With no recovery in sight and little to inspire a technology revolution, IT managers are getting back to basics and trying to deliver whatever value they can to their organizations. Its a message that leaders of the tech industry say theyre getting loud and clear.
“We have to understand the environment were in and operate the best way we can,” said Michael Fleisher, chairman and CEO of Gartner Inc., of Stamford, Conn., during the Gartner ITxpo here last week. “Companies that dont follow our simple model are going to be in trouble.”
Enterprises need to “place small and very thoughtful bets,” Fleisher said. “There is not some big huge innovation that is massively changing the way work is done, but there are opportunities from implementations of technology at most businesses.”
The hard times will mean radical change in the ranks of IT providers as well. “There will be no broad-based recovery in 2003,” Fleisher said. “Many vendors will fail or see structural changes. Fifty percent of brand names will be gone in 2004.” If that werent bad enough, the survivors will have to content themselves with the modest growth rates of possibly 10 percent for strong companies of a mature industry, said Fleisher.

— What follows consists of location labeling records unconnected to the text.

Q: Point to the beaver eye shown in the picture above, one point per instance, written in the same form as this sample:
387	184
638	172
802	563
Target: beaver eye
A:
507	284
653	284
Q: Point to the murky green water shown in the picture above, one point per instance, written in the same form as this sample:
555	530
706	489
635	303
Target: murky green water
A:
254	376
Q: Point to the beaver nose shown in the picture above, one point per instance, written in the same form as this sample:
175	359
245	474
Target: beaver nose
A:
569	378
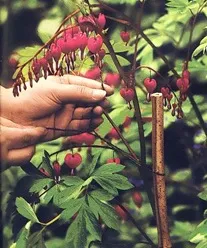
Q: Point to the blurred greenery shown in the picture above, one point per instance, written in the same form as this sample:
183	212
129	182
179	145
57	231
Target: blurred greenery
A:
168	26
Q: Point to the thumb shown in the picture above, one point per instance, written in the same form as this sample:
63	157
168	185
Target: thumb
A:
78	93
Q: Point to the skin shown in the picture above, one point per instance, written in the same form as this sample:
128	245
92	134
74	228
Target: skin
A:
71	104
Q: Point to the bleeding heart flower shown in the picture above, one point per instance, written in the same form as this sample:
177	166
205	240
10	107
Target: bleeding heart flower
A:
127	94
73	160
150	84
95	43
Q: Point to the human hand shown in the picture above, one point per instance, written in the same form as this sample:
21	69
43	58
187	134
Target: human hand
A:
69	103
17	142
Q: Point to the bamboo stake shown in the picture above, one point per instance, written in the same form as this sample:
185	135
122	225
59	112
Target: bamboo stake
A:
159	171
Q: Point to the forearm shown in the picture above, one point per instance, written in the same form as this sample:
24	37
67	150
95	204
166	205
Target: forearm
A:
6	102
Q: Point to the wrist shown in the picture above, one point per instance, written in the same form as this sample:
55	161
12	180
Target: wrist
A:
6	96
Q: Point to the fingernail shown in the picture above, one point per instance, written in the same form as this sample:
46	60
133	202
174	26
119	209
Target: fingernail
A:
98	94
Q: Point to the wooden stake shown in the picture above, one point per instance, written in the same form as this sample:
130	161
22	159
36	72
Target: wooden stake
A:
159	171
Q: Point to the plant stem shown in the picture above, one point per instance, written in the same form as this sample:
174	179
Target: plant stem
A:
121	136
142	169
159	171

Thats about the level of growth Cisco Systems Inc.s John Chambers is predicting as well. The San Jose, Calif., companys CEO told conference attendees that that growth rate, however, will translate to a company that is 50 to 100 percent larger five years from now. Chambers stressed the notion that vendors and users fortunes are linked. “The good times for IT vendors will turn up when business for our customers turns up,” he said. For now, however, sales dont come easy. CEOs, he added, are the most cautious hes ever seen.
Although previously quoted as saying there will be a technology recovery next year, Craig Barrett, CEO of Intel Corp., of Santa Clara, Calif., demurred at endorsing that prediction, instead saying only that the high-tech recovery will lag behind the general recovery and that the communications recovery will take place after the recovery in the computing sector.
The sluggish market has many top-tier tech companies reaffirming their commitment to current customers.
“The level of expectation that our customers have from us is higher than its ever been,” said Steve Ballmer, CEO at Microsoft Corp., of Redmond, Wash., also speaking at the conference. “When we underperform, the negative fallout from that kind of performance is worse than its ever been.”
Two years ago, the software developer had to carefully watch the competitive threat from Sun Microsystems Inc., but today it is paying close attention to IBMs WebSphere application environment and Linux, according to Ballmer.
Amid the downturn in enterprise systems sales, vendors such as Dell Computer Corp. and Hewlett-Packard Co. voiced commitment to services, a segment not without its own growth challenges, analysts here said.
HP CEO Carly Fiorina said that the decline in consulting at her Palo Alto, Calif., company is an industrywide phenomenon but that HPs services business continues to make money. Consulting is a low-growth, low-profitability area and one in which HP plans to accomplish more through partnering, she said.
On the more practical side, Gartners Fleisher urged the symposiums attendees to take advantage of the current buyers market and renegotiate existing contracts where possible. The economic climate will continue to work in IT users favor for only another 12 to 24 months, he said.
Such measures can help get IT back into the good graces of their companies upper management, said Fleisher. Thats because of a credibility gap that opened up in the wake of Y2K and dot-com spending sprees, he added.
But that will not keep IT pros out of corporate boardrooms, Fleisher said, predicting that by 2005, 80 percent of CIOs will report to the CEO of their company, up from 50 percent today.